“Uneasy, no!” replied the danneman, who had just descended a dangerous mountain-road in this frightful weather to look for his child, but who considered it derogatory to his paternal dignity to acknowledge his solicitude. “I knew that our friends would not let you start alone; but, because of the horse, which might have been lamed—”

While the danneman was explaining his anxiety after this fashion, the lieutenant made a communication to the major, by which the latter seemed very much struck.

“What is the matter?” asked M. Goefle.

“The matter is,” replied Larrson, “that we have, one and all of us, given ourselves up to gloomy ideas that are making us very ridiculous. The lieutenant, while making his round, heard what seemed to be the lamentation of a human voice sweeping through the air, and the soldiers are so frightened at all that they have heard of the Gray Lady of Stollborg, that, but for their excellent discipline, they would already have decamped. It is time to have done with these dreams, and since there is no way of penetrating into this walled-up room from within, we must examine the outside of the building carefully, and see whether the brigands of the new chateau are not making use of this phantasmagoria at this very moment, to entrap us in some way. Come with us, Christian, since you are convinced, you say, that there must be some means of climbing up there.”

“No no!” replied Christian; “it would take too long to look, and perhaps we should not find a practicable ascent after all. It will be surer and quicker to break down this wall. It is only to knock out the first brick.”

Even while talking, Christian had torn the great map of Sweden from its rings, and, armed with the hammer that he used in his scientific excursions, he attacked the partition under it with desperate vigor, sometimes striking the resounding brick surface with the square end of the instrument, and sometimes thrusting the sharp edge into the holes he had succeeded in making, pulling down violently great masses of the wall, welded together with mortar, and which fell with a hollow sound upon the sonorous staircase. It would have been useless to oppose him. He was possessed, driven on by a sort of fury, that compelled him to escape from the inactivity to which he had been condemned. The strange suspicions he had already conceived that some person was imprisoned in this ruin, returned to him like a nightmare. He was under such excitement that he was even ready to admit the truth of the superstitious ideas to which M. Goefle had yielded belief in this very place, and to suppose that he had been summoned by a supernatural warning to discover the infernal secret which had enveloped his mother’s dying moments with gloom and mystery.

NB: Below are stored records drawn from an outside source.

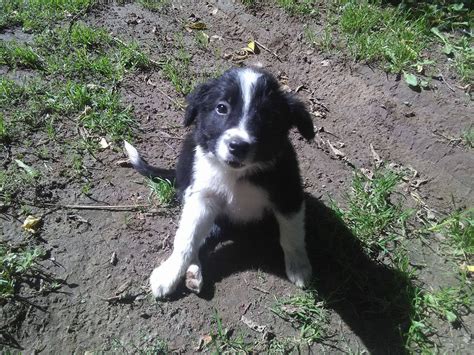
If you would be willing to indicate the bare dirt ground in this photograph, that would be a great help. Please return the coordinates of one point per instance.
(104, 304)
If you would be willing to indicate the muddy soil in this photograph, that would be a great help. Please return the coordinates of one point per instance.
(353, 104)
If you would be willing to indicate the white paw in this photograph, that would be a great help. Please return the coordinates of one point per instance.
(298, 269)
(194, 278)
(164, 279)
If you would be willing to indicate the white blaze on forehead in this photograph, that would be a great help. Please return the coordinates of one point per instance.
(248, 78)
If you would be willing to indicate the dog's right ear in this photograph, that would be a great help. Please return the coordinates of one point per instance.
(194, 100)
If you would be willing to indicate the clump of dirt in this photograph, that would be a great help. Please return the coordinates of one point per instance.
(105, 257)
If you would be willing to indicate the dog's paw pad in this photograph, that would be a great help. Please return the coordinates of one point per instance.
(194, 278)
(163, 282)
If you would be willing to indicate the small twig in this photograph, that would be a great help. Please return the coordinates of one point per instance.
(268, 50)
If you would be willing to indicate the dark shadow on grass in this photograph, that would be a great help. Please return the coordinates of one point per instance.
(372, 299)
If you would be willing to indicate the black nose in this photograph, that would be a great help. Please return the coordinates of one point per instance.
(238, 148)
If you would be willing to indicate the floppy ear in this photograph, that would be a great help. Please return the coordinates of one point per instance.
(300, 118)
(195, 99)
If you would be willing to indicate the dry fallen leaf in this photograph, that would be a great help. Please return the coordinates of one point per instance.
(31, 224)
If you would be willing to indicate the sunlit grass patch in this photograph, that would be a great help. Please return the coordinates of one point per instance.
(458, 228)
(15, 263)
(35, 15)
(176, 70)
(298, 7)
(221, 340)
(376, 33)
(307, 313)
(155, 5)
(14, 55)
(371, 215)
(162, 189)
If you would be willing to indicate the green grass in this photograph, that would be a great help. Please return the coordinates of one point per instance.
(176, 70)
(15, 264)
(371, 214)
(15, 55)
(458, 229)
(461, 50)
(222, 341)
(468, 137)
(83, 55)
(145, 346)
(35, 15)
(201, 39)
(297, 7)
(374, 33)
(163, 190)
(306, 312)
(380, 224)
(447, 304)
(155, 5)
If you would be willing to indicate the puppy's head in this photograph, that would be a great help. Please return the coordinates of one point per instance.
(243, 117)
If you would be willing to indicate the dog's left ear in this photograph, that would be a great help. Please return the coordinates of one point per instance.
(300, 118)
(194, 100)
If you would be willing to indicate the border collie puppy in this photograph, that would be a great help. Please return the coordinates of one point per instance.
(238, 164)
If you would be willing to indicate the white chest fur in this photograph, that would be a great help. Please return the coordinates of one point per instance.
(240, 200)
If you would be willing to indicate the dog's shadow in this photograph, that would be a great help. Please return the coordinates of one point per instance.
(372, 299)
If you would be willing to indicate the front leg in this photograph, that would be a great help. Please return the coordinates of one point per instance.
(197, 218)
(292, 241)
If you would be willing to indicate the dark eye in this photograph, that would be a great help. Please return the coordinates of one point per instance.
(223, 108)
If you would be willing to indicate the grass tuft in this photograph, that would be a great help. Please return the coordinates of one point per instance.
(306, 313)
(459, 231)
(298, 7)
(163, 190)
(370, 214)
(15, 55)
(35, 15)
(155, 5)
(176, 70)
(222, 340)
(375, 33)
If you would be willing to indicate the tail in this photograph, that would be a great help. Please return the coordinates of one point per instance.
(143, 167)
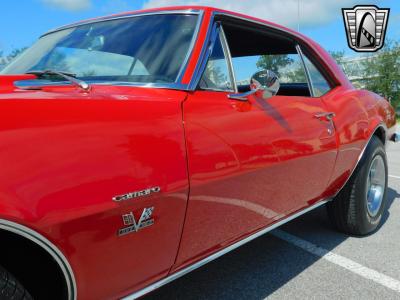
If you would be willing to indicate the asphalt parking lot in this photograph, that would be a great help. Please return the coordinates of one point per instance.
(305, 259)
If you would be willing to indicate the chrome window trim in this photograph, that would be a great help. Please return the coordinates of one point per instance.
(307, 72)
(208, 46)
(49, 247)
(296, 36)
(126, 16)
(218, 254)
(228, 58)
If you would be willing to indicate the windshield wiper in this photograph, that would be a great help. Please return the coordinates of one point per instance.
(68, 76)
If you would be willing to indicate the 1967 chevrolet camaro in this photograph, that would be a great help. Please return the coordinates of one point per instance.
(138, 147)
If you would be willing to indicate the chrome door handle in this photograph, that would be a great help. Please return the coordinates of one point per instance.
(325, 116)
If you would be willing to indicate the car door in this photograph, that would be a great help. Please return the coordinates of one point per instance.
(250, 162)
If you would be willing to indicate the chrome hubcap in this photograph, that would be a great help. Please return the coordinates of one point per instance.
(376, 185)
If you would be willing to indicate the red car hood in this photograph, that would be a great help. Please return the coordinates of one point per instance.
(9, 91)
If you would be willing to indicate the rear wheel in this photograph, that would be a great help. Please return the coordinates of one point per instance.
(359, 207)
(10, 288)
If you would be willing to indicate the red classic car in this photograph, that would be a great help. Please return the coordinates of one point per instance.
(137, 147)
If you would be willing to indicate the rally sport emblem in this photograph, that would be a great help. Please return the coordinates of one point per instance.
(365, 27)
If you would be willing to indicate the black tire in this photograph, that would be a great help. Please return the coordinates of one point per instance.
(10, 288)
(348, 211)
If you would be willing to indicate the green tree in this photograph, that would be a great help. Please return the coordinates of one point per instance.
(381, 73)
(274, 63)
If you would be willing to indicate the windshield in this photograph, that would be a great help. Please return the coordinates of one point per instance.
(142, 49)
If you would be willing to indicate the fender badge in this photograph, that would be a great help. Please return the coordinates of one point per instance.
(137, 194)
(133, 226)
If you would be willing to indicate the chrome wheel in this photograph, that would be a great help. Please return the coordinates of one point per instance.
(376, 183)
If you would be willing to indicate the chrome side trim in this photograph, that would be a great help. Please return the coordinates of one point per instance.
(50, 248)
(218, 254)
(395, 137)
(360, 157)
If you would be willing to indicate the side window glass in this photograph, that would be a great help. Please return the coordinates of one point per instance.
(288, 67)
(318, 81)
(216, 76)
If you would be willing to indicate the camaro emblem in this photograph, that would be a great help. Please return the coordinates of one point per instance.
(133, 226)
(365, 27)
(137, 194)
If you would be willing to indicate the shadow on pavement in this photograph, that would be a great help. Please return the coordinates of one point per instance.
(259, 268)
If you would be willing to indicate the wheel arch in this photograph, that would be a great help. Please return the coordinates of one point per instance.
(52, 253)
(380, 131)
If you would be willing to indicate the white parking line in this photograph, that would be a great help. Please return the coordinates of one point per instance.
(339, 260)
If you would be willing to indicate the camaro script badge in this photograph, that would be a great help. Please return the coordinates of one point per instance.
(137, 194)
(365, 27)
(133, 226)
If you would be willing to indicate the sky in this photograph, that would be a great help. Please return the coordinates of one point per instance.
(23, 21)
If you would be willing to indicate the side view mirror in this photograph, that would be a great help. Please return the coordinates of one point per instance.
(264, 84)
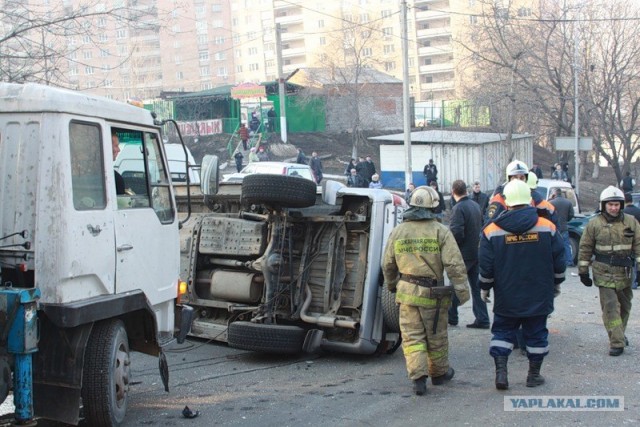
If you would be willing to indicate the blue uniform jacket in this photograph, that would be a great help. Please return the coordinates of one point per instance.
(522, 258)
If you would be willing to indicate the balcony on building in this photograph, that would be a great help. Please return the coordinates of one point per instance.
(435, 50)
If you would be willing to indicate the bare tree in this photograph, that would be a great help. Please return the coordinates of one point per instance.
(525, 68)
(40, 41)
(344, 64)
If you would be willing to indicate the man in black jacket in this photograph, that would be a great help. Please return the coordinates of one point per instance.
(564, 214)
(480, 198)
(465, 225)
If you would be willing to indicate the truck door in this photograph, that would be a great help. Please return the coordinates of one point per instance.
(147, 241)
(88, 258)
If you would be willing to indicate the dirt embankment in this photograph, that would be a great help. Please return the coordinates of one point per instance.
(335, 149)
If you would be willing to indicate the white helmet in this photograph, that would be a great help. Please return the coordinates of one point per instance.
(424, 197)
(517, 168)
(611, 194)
(516, 193)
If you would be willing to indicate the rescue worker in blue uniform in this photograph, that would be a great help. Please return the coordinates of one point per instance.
(522, 259)
(418, 253)
(519, 170)
(612, 238)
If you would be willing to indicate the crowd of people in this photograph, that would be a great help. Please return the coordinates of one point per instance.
(514, 245)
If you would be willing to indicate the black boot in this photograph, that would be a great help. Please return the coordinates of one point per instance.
(534, 379)
(420, 386)
(502, 382)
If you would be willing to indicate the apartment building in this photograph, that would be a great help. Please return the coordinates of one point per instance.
(193, 45)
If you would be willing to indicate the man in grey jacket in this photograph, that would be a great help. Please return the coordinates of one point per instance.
(564, 212)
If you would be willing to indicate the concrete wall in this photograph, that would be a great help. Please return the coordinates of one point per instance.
(380, 106)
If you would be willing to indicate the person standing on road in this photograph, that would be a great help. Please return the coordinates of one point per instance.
(627, 183)
(480, 198)
(633, 210)
(417, 254)
(518, 170)
(430, 172)
(564, 213)
(316, 167)
(243, 133)
(237, 156)
(465, 225)
(354, 180)
(522, 259)
(613, 238)
(301, 159)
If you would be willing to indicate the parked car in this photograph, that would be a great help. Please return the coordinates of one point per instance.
(271, 168)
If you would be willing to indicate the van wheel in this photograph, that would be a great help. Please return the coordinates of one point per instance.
(106, 374)
(574, 242)
(278, 191)
(390, 310)
(263, 338)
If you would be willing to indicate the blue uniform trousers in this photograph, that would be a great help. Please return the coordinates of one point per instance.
(534, 330)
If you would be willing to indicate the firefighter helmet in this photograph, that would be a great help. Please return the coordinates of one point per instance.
(516, 193)
(424, 197)
(611, 194)
(517, 168)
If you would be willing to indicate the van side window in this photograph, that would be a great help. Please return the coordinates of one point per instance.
(158, 179)
(87, 167)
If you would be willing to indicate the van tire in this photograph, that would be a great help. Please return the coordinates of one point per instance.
(263, 338)
(106, 374)
(390, 310)
(278, 191)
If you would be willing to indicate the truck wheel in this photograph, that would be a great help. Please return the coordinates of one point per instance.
(105, 377)
(574, 242)
(263, 338)
(278, 190)
(390, 310)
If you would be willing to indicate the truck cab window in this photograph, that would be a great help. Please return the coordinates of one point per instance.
(87, 167)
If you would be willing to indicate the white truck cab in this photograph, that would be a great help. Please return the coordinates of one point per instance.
(105, 264)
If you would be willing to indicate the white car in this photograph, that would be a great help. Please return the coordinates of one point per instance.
(270, 168)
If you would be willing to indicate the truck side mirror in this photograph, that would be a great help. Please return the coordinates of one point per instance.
(210, 176)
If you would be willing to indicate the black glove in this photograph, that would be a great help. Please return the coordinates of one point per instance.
(586, 280)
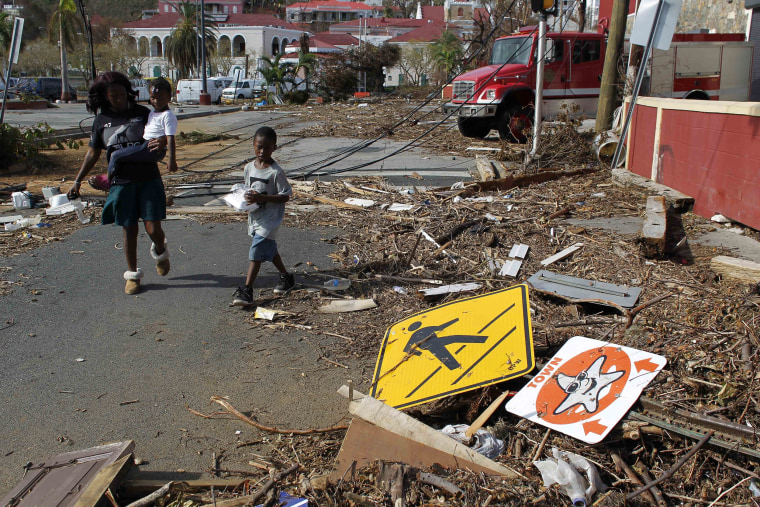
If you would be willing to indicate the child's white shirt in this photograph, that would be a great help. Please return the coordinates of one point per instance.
(160, 125)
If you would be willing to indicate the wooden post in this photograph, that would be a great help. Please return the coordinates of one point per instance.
(610, 78)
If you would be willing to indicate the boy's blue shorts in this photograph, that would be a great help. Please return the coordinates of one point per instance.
(127, 204)
(262, 249)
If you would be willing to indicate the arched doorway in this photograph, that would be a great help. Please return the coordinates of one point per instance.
(238, 46)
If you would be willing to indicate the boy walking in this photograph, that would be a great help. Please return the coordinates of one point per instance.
(269, 188)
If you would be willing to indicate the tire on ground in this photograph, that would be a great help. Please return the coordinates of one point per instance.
(471, 127)
(514, 123)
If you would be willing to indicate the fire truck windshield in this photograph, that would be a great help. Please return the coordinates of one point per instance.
(511, 50)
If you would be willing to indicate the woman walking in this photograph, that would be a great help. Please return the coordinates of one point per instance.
(137, 191)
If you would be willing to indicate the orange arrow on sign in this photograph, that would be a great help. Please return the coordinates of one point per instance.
(594, 427)
(646, 365)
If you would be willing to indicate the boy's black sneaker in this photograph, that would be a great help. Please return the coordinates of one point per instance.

“Stand out of the way! stand out of the way!” he cried to M. Goefle, who, impelled by a similar anxiety, mingled with curiosity, was hurrying up every instant to the foot of the staircase; “if the wall should crumble and fall suddenly, I could not prevent it.”

In fact, the superadded partition, which extended over quite a large surface, was completely undermined by Christian’s furious onslaught; it was giving way, tottering, falling in every direction. The intrepid assailant was covered with dust, and seemed protected only by a miracle in the midst of a rain of bricks and cement. His friends dared not speak any longer; they scarcely dared to breathe; every instant they thought to see him buried under the falling fragments, or struck by some flying brick. A cloud enveloped him, when he cried:

“Victory! here is the continuation of the staircase. Bring a light, Monsieur Goefle!—”

And, without waiting, he rushed into the darkness. But in the few seconds that elapsed, while he was groping for the door, which he found half-open before him, the major had time to join him.